Такие романтик, как - Тик, Фридрих Шлегель, Брентано - ополчались прежде всего на современное филистерство. Были и такие, что хотели смотреть глубже и шире. Клейст подозревал трагические разрывы в изначальном устройстве и мира, и человека. Возникали и все усиливались сомнения в самом экстерриториальном статусе романтического гения: не таится ли за его возвышенным отрешением от мира высокомерный - и тогда греховный! - индивидуализм и эгоизм? Одним из первых это почувствовал Гельдерлин, в сокрушении воскликнувший однажды: "Да не оправдывает себя никто тем, что его погубил мир! Человек сам губит себя! В любом случае!"

Эти настроения нарастали и очень скоро оформились у романтиков в специфический комплекс патриархального народничества и религиозного отречения. Это - другой полюс раннего романтизма: только что индивид был вознесен до небес, поставлен над всем миром - теперь он низвергнут во прах, растворен в безымянном народном потоке. Романтические воздушные замки возводились и рушились, одна утопия сменялась другой, подчас противоположной, мысль лихорадочно металась от крайности к крайности, рецепты омоложения человечества перечеркивали друг друга.

Вот в эту атмосферу брожения и разброда пришел Гофман. Он, как уже говорилось, не торопился построить универсальную философию, способную раз и навсегда объяснить тайну бытия и объять все его противоречия высшим законом. Но о гармонии, о синтезе мечтал и он; только свой путь к возможному синтезу он видел не в ожесточенно-утопических крайностях, в которые снова и снова отливалась романтическая философия, а в другом: он не мыслил себе этого пути без отважного погружения в "непрекращающуюся суетню" жизни, в зону тех реальных ее противоречий, что так томили и других романтиков, но лишь выборочно и нехотя впускались на страницы их сочинений и осмыслялись по возможности отвлеченно.
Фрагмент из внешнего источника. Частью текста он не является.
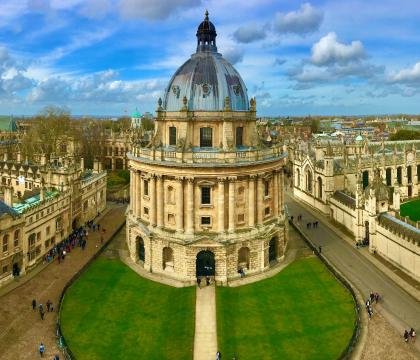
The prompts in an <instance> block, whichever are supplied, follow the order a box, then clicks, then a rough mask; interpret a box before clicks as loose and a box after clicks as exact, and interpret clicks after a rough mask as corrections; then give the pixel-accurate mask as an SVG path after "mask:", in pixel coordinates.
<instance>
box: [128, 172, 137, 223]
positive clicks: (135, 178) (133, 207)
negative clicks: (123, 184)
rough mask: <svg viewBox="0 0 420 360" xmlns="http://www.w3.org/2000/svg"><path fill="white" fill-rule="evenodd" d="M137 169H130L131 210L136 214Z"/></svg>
mask: <svg viewBox="0 0 420 360" xmlns="http://www.w3.org/2000/svg"><path fill="white" fill-rule="evenodd" d="M136 180H137V177H136V171H135V170H133V169H131V170H130V208H131V212H132V213H133V214H134V215H135V214H136Z"/></svg>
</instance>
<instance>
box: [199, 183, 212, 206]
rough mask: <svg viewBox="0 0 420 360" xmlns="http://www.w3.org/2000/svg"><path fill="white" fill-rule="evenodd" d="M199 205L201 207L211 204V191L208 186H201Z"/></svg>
mask: <svg viewBox="0 0 420 360" xmlns="http://www.w3.org/2000/svg"><path fill="white" fill-rule="evenodd" d="M201 204H202V205H210V204H211V189H210V187H208V186H203V187H202V188H201Z"/></svg>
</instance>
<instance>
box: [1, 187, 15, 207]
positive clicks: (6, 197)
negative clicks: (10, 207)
mask: <svg viewBox="0 0 420 360" xmlns="http://www.w3.org/2000/svg"><path fill="white" fill-rule="evenodd" d="M3 189H4V203H5V204H6V205H8V206H12V203H13V201H12V188H11V187H10V186H4V187H3Z"/></svg>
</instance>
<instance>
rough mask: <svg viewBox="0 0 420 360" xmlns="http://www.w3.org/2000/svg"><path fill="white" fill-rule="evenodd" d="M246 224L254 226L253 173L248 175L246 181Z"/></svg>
mask: <svg viewBox="0 0 420 360" xmlns="http://www.w3.org/2000/svg"><path fill="white" fill-rule="evenodd" d="M248 225H249V227H254V226H255V175H250V176H249V181H248Z"/></svg>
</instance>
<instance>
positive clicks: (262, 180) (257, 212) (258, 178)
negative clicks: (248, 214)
mask: <svg viewBox="0 0 420 360" xmlns="http://www.w3.org/2000/svg"><path fill="white" fill-rule="evenodd" d="M263 197H264V182H263V177H262V176H261V175H259V176H258V184H257V224H258V225H262V223H263V222H264V218H263V216H264V209H263V207H264V198H263Z"/></svg>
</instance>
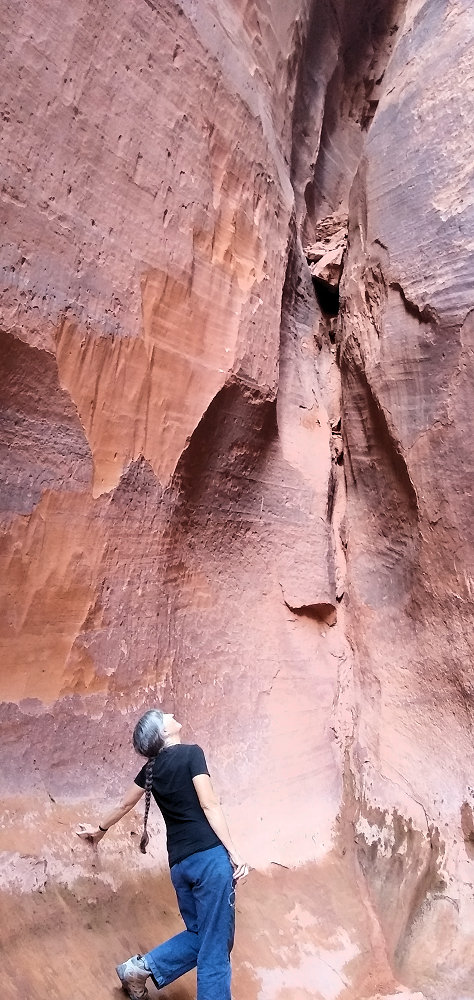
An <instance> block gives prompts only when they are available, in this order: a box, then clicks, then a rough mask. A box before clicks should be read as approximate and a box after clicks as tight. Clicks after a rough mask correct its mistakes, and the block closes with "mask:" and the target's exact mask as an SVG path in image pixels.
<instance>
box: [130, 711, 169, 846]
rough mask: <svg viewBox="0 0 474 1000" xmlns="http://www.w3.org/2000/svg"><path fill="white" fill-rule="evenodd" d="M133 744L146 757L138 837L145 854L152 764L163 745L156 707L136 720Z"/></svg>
mask: <svg viewBox="0 0 474 1000" xmlns="http://www.w3.org/2000/svg"><path fill="white" fill-rule="evenodd" d="M133 745H134V747H135V750H136V751H137V753H139V754H141V755H142V757H148V760H147V762H146V765H145V815H144V819H143V833H142V835H141V838H140V850H141V852H142V854H146V849H147V845H148V842H149V840H150V838H149V835H148V831H147V823H148V813H149V811H150V802H151V788H152V784H153V766H154V763H155V760H156V758H157V756H158V754H159V753H160V752H161V750H162V749H163V747H164V745H165V741H164V736H163V712H160V711H159V709H157V708H152V709H150V711H149V712H145V715H142V717H141V719H139V720H138V722H137V724H136V726H135V729H134V730H133Z"/></svg>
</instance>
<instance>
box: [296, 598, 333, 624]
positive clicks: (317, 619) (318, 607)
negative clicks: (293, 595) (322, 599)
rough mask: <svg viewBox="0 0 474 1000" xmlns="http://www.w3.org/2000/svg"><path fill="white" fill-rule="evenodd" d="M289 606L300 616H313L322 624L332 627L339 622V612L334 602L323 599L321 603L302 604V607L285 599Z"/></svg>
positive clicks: (303, 616) (317, 620)
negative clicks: (327, 625)
mask: <svg viewBox="0 0 474 1000" xmlns="http://www.w3.org/2000/svg"><path fill="white" fill-rule="evenodd" d="M285 604H286V606H287V608H289V610H290V611H291V612H292V613H293V614H294V615H298V617H305V618H311V619H312V620H313V621H316V622H319V623H320V624H321V625H329V626H330V627H332V626H333V625H335V624H336V622H337V612H336V608H335V606H334V604H329V603H327V602H325V601H322V602H321V603H320V604H302V605H301V606H300V607H292V605H291V604H288V601H285Z"/></svg>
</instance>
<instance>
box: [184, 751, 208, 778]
mask: <svg viewBox="0 0 474 1000" xmlns="http://www.w3.org/2000/svg"><path fill="white" fill-rule="evenodd" d="M190 751H191V752H190V754H189V770H190V773H191V777H192V778H195V777H196V775H198V774H209V771H208V769H207V764H206V758H205V756H204V752H203V751H202V750H201V747H198V746H197V745H196V744H195V745H194V746H191V747H190Z"/></svg>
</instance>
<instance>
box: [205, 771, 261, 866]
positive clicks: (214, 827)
mask: <svg viewBox="0 0 474 1000" xmlns="http://www.w3.org/2000/svg"><path fill="white" fill-rule="evenodd" d="M193 785H194V787H195V789H196V792H197V797H198V799H199V803H200V806H201V809H202V810H203V812H204V814H205V816H206V819H207V821H208V823H209V826H211V827H212V829H213V830H214V833H215V834H216V836H217V837H219V840H220V841H221V843H222V844H223V845H224V847H225V849H226V850H227V851H228V853H229V857H230V860H231V862H232V864H233V866H234V879H239V878H242V877H243V876H244V875H248V866H247V865H246V864H245V861H243V859H242V858H241V856H240V854H239V853H238V851H237V849H236V847H235V845H234V843H233V840H232V837H231V835H230V833H229V827H228V826H227V821H226V818H225V816H224V813H223V812H222V807H221V805H220V802H219V800H218V798H217V796H216V793H215V791H214V789H213V787H212V782H211V779H210V777H209V775H208V774H197V775H196V777H195V778H193Z"/></svg>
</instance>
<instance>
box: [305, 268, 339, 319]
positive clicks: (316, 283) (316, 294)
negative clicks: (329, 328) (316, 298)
mask: <svg viewBox="0 0 474 1000" xmlns="http://www.w3.org/2000/svg"><path fill="white" fill-rule="evenodd" d="M312 277H313V287H314V290H315V292H316V298H317V301H318V306H319V308H320V310H321V312H322V313H323V315H324V316H329V317H333V316H337V315H338V313H339V285H329V284H328V282H326V281H323V280H322V279H321V278H316V277H315V276H314V275H313V276H312Z"/></svg>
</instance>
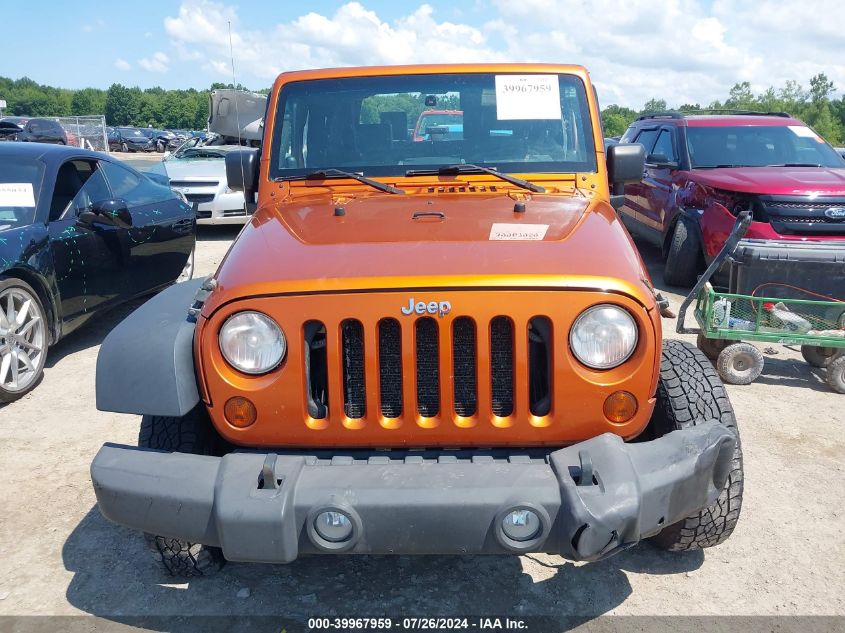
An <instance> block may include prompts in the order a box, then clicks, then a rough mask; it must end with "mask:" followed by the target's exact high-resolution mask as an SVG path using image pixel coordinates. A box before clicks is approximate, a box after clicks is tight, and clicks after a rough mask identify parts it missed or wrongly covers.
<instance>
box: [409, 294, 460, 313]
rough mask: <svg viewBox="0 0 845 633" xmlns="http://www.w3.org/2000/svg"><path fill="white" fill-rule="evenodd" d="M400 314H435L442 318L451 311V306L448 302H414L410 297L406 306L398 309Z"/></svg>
mask: <svg viewBox="0 0 845 633" xmlns="http://www.w3.org/2000/svg"><path fill="white" fill-rule="evenodd" d="M400 309H401V310H402V314H404V315H405V316H410V315H412V314H436V315H437V316H439V317H444V316H446V315H447V314H449V313H450V312H451V311H452V304H451V303H449V302H448V301H429V302H428V303H426V302H425V301H417V302H415V301H414V298H413V297H411V298H410V299H408V305H406V306H402V308H400Z"/></svg>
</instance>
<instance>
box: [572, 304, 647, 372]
mask: <svg viewBox="0 0 845 633" xmlns="http://www.w3.org/2000/svg"><path fill="white" fill-rule="evenodd" d="M569 345H570V347H571V348H572V353H573V354H575V357H576V358H577V359H578V360H579V361H581V362H582V363H584V364H585V365H586V366H587V367H591V368H593V369H611V368H613V367H616V366H618V365H621V364H622V363H624V362H625V361H626V360H628V359H629V358H630V357H631V354H633V353H634V348H636V346H637V324H636V323H635V322H634V317H632V316H631V315H630V314H628V312H627V310H623V309H622V308H619V307H617V306H613V305H608V304H602V305H597V306H593V307H592V308H588V309H586V310H584V311H583V312H582V313H581V315H580V316H579V317H578V318H577V319H575V324H574V325H573V326H572V330H571V331H570V333H569Z"/></svg>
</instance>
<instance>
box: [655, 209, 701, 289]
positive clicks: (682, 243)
mask: <svg viewBox="0 0 845 633" xmlns="http://www.w3.org/2000/svg"><path fill="white" fill-rule="evenodd" d="M702 252H703V251H702V248H701V239H700V238H699V237H698V232H697V231H696V230H695V228H694V227H693V226H692V223H691V222H690V221H689V220H687V219H686V218H685V217H683V216H681V217H680V218H678V221H677V222H675V228H674V229H673V231H672V240H671V241H670V242H669V248H668V250H667V252H666V265H665V266H664V268H663V281H665V282H666V283H667V284H669V285H670V286H684V287H689V286H692V285H694V284H695V280H696V279H697V278H698V271H699V262H700V261H701V257H702Z"/></svg>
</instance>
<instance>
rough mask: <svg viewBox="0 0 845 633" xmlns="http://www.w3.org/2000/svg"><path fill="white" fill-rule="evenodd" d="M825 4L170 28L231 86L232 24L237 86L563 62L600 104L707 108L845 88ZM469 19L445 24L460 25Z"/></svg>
mask: <svg viewBox="0 0 845 633" xmlns="http://www.w3.org/2000/svg"><path fill="white" fill-rule="evenodd" d="M818 4H819V6H816V7H814V10H813V14H814V15H816V16H825V17H824V19H819V20H815V21H814V22H813V23H812V24H809V23H808V22H807V21H805V20H798V19H796V17H795V10H794V4H793V3H790V2H787V0H760V1H756V0H712V1H711V0H663V1H658V0H631V1H630V2H625V3H621V2H619V1H618V0H591V1H590V2H585V0H520V2H514V1H513V0H495V2H494V3H492V6H491V5H490V4H487V3H485V4H484V6H483V7H482V8H481V10H476V11H475V12H474V13H475V15H479V14H480V15H488V16H489V19H488V21H487V22H485V23H483V24H475V25H472V24H468V23H463V22H460V21H448V20H443V19H438V18H439V17H440V16H438V14H437V13H436V12H435V10H434V9H433V8H432V7H431V6H429V5H427V4H421V5H419V6H417V7H416V8H413V7H412V8H410V9H409V11H408V12H407V14H406V15H404V16H402V17H400V18H398V19H396V20H393V21H387V20H384V19H382V18H381V17H380V16H379V15H378V14H377V13H376V12H375V11H372V10H370V9H368V8H367V7H366V5H365V4H364V3H362V2H347V3H345V4H343V5H341V6H340V7H339V8H338V9H337V10H336V11H335V12H334V13H333V14H330V15H323V14H320V13H317V12H313V11H311V12H308V13H305V14H303V15H299V16H297V17H293V18H292V19H291V20H289V21H286V22H283V23H280V24H275V25H267V26H266V27H264V28H262V29H259V30H247V29H243V28H241V25H240V22H239V20H238V14H237V10H236V8H235V7H233V6H229V5H226V4H223V3H220V2H215V1H213V0H184V1H183V3H182V5H181V6H180V8H179V13H178V15H177V16H175V17H167V18H166V19H165V20H164V27H165V31H166V33H167V35H168V36H169V37H170V38H171V41H172V43H173V46H174V50H175V51H176V55H177V57H178V58H179V59H180V60H182V61H183V62H193V63H199V64H201V66H200V67H201V69H202V70H204V71H205V72H207V73H209V74H211V75H212V76H213V80H221V79H222V80H229V79H230V78H231V66H230V58H229V26H228V23H229V22H231V28H232V45H233V48H234V56H235V63H236V69H237V72H238V75H239V80H240V81H241V82H242V83H247V84H250V85H255V86H256V87H258V86H260V85H261V82H264V83H265V85H266V84H269V83H270V82H271V81H272V79H273V78H274V77H275V76H276V75H277V74H278V73H279V72H282V71H285V70H292V69H298V68H315V67H330V66H347V65H377V64H406V63H427V62H429V63H438V62H447V63H448V62H467V61H505V60H507V61H515V62H521V61H539V62H567V63H575V64H582V65H584V66H586V67H587V68H588V69H589V70H590V72H591V75H592V77H593V80H594V81H595V83H596V84H597V86H598V89H599V93H600V96H601V100H602V103H604V104H609V103H619V104H622V105H628V106H632V107H640V106H642V104H643V103H644V102H645V101H647V100H648V99H650V98H652V97H657V98H665V99H666V100H667V101H668V102H669V104H670V105H680V104H681V103H694V102H698V103H701V104H703V105H706V104H708V103H710V102H711V101H713V100H715V99H720V100H723V99H724V98H725V97H726V96H727V93H728V90H729V89H730V87H731V86H732V85H733V84H735V83H737V82H741V81H750V82H751V83H752V86H753V87H754V89H755V90H757V91H762V90H764V89H765V88H767V87H768V86H770V85H774V86H775V87H780V86H781V85H783V83H784V82H785V81H786V80H787V79H796V80H798V81H799V82H801V83H802V84H804V85H805V86H806V84H807V83H808V81H809V78H810V77H811V76H812V75H814V74H816V73H818V72H825V73H826V74H827V75H828V77H830V78H831V79H832V80H833V81H834V83H835V84H836V86H837V88H838V89H842V88H843V87H845V56H843V55H841V54H840V53H841V51H842V50H845V31H843V30H842V28H841V25H842V24H843V23H845V3H843V2H841V0H819V2H818ZM471 14H472V12H467V13H466V14H465V13H461V12H456V11H451V12H450V15H451V16H452V17H453V18H455V19H461V18H462V16H463V18H464V19H465V18H466V15H471ZM588 20H589V23H590V28H584V24H585V21H588ZM161 54H162V55H163V53H161ZM157 55H158V53H157ZM144 61H145V60H141V61H139V65H141V66H142V67H144V68H146V66H145V64H144V63H143V62H144ZM148 61H151V60H148ZM161 65H163V66H164V67H165V68H166V67H167V61H164V62H163V63H162V64H161Z"/></svg>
Потому Гофман, как и Клейст до него, прежде всего ставил вопросы, а не давал готовые ответы. И потому он, так боготворивший гармонию в музыке, в литературе воплотил диссонанс.

То и дело взрываются фейерверки фантазии на страницах сказок Гофмана, но блеск потешных огней нет-нет да и озарит то глухой городской переулок, где вызревает злодейство, то темный закоулок души, где клокочет разрушительная страсть. "Крейслериана" - и рядом "Эликсиры дьявола": на возвышенную любовь Крейслера вдруг падает тень преступной страсти Медардуса. "Кавалер Глюк" - и "Мадемуазель де Скюдери": вдохновенный энтузиазм кавалера Глюка вдруг омрачается маниакальным фанатизмом ювелира Кардильяка. Добрые чародеи одаряют героев свершением мечтаний - но рядом демонические магнетизеры берут их души в полон. То перед нами веселые лицедеи комедии масок, то жутковатые оборотни - вихрь карнавала кружится над бездной. Все эти модели художественной структуры собраны, как в фокусе, в итоговом произведении Гофмана - романе "Житейские воззрения кота Мурра". Он неспроста открывается обширной картиной фейерверка, закончившегося пожаром и разбродом; и неспроста в нем романтические страдания гениального капельмейстера с неумолимой методичностью перебиваются и заглушаются прозаическими откровениями ученого кота.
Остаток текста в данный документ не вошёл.